Created on 2020-04-05 by the reprex package (v0.3.0)

TysonStanley commented 4 years ago

I like this idea! Definitely is a natural extension. If you want, feel free to do a pull request with this and I'll merge it and add you to the contributor list.

markfairbanks commented 4 years ago

@TysonStanley The new version of dt_unnest() causes this feature to no longer work. Should this be reopened?

pacman::p_load(tidyfast, data.table, magrittr)

df1 <- data.table(a = "a", b = 1)
df2 <- data.table(a = rep("a", 3), b = 1:3, c = 1:3)

nested_df <- data.table(id = 1:2,
                        list_col = list(df1, df2))

nested_df %>%
  dt_unnest(list_col)
#> Error in `[.data.table`(dt_, , eval(col)[[1L]], by = others): j doesn't evaluate to the same number of columns for each group
TysonStanley commented 4 years ago

That is interesting... That was one advantage to using rbindlist() but if possible, I really want to use the [[ approach. Any ideas?

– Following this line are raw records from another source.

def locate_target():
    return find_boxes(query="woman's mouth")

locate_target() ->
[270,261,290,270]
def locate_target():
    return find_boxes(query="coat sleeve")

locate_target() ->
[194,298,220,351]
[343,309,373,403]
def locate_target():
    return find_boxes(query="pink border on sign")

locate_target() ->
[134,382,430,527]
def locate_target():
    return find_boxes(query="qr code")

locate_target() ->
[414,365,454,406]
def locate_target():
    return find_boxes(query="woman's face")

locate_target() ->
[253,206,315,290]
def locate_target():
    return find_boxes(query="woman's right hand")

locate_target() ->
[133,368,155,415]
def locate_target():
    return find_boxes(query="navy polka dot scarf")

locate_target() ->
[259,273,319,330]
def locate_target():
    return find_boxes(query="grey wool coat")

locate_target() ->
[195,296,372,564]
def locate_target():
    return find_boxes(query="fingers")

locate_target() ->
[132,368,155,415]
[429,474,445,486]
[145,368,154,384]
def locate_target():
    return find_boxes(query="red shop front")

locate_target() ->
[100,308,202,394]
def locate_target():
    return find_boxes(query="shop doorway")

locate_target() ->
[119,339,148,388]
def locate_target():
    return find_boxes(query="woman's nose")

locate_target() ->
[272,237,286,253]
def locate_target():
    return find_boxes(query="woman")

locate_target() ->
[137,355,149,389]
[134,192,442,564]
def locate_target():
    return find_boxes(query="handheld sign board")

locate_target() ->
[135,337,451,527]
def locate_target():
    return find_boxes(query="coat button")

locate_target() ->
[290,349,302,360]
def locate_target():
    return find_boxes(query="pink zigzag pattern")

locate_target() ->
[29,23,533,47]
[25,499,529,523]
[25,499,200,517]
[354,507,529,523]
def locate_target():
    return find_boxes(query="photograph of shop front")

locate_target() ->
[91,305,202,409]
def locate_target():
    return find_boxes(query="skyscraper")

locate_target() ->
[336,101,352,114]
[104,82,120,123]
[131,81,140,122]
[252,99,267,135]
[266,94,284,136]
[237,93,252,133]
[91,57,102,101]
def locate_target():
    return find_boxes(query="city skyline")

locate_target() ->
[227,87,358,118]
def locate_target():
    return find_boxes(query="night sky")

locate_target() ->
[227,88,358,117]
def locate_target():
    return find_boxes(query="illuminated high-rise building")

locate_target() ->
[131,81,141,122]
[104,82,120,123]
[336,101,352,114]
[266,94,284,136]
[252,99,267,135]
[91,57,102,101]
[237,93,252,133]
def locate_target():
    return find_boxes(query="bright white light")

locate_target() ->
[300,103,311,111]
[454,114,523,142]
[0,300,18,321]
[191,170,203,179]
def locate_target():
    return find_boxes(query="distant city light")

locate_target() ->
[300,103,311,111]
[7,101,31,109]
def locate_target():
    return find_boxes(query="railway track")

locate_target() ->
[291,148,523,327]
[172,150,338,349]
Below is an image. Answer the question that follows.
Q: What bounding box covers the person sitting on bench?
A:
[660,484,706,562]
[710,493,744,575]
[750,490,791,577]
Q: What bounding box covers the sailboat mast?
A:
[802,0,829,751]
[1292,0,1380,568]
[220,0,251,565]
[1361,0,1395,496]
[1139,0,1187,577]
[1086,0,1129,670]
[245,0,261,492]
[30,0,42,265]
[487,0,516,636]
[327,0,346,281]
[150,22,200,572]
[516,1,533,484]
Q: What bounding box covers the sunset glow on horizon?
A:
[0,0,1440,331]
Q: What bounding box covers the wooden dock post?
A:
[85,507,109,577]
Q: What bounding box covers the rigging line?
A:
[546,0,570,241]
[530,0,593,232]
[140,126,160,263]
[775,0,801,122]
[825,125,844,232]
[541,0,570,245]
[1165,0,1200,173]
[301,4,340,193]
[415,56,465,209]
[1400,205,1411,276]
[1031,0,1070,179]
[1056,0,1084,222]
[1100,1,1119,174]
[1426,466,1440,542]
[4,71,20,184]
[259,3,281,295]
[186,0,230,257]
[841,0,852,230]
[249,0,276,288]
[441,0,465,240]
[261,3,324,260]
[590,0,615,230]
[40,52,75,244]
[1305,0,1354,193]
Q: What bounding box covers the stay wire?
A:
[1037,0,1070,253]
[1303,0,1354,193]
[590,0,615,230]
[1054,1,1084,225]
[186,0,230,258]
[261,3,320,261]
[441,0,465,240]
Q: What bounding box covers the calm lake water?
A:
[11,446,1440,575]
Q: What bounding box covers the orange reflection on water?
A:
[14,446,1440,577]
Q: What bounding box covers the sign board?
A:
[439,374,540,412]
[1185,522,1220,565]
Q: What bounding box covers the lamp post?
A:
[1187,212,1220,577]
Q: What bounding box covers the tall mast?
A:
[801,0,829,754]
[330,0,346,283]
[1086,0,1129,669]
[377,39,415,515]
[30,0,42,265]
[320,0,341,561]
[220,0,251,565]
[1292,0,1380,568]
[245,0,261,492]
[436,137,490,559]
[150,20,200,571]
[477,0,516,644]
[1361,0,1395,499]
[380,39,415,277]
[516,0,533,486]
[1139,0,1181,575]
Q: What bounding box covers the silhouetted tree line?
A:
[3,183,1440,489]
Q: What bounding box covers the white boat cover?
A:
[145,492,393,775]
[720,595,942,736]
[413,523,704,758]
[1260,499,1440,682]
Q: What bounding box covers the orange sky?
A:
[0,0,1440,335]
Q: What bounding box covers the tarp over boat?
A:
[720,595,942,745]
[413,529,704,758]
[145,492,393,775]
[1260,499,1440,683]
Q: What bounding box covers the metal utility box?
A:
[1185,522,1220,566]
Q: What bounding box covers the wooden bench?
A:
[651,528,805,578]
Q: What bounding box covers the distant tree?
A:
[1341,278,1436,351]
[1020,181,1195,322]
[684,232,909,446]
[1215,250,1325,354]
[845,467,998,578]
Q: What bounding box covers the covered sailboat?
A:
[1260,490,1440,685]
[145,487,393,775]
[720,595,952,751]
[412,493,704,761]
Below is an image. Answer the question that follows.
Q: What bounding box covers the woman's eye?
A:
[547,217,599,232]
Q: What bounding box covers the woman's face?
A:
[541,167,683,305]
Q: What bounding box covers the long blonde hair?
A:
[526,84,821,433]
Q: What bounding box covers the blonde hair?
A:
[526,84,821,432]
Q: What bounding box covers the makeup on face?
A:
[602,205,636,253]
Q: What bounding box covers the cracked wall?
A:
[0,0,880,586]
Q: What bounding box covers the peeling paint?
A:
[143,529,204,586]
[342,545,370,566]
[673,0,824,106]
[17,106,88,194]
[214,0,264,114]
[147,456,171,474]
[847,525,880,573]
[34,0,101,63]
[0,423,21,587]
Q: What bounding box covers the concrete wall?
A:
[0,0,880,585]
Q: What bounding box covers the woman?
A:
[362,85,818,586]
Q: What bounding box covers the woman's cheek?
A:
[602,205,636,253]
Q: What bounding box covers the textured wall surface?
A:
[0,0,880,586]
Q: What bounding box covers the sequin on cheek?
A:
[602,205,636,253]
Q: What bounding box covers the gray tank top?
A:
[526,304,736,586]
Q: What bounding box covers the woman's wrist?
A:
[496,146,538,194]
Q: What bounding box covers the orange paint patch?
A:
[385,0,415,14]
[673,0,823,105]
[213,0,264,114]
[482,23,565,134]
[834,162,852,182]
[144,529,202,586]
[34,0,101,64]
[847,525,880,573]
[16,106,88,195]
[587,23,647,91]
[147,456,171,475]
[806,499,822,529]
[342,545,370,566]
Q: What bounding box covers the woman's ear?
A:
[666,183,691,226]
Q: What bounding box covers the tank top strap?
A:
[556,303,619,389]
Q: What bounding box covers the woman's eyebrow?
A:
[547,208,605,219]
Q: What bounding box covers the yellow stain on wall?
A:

markfairbanks commented 4 years ago

Maybe extract the list column and check if the nested data.tables have a consistent number of columns?

df1 <- data.table(a = "a", b = 1)
df2 <- data.table(a = rep("a", 3), b = 1:3, c = 1:3)

test_list <- list(df1, df2)

if (length(unique(lengths(test_list))) > 1) {
  "rbindlist code"
} else {
  "[[1]] code"
}
#> [1] "rbindlist code"
TysonStanley commented 4 years ago

Yeah, I was thinking something similar. I can't find anything with the [[ in data.table that we could change. The issue with this approach is the additional cost of getting the lengths, especially if it is really large data... I wonder how often this is. @leungi is this something you encounter a lot?

leungi commented 4 years ago

@TysonStanley @markfairbanks : thanks for bringing this up again.

I do encounter this quite often as a result of map_*() workflow for parsing large volume of messy semi-tabular data, where column names, ncol varies. Being able to bind everything and then remove non-informative columns based on amount of parsed data (post-binding) has been very effective.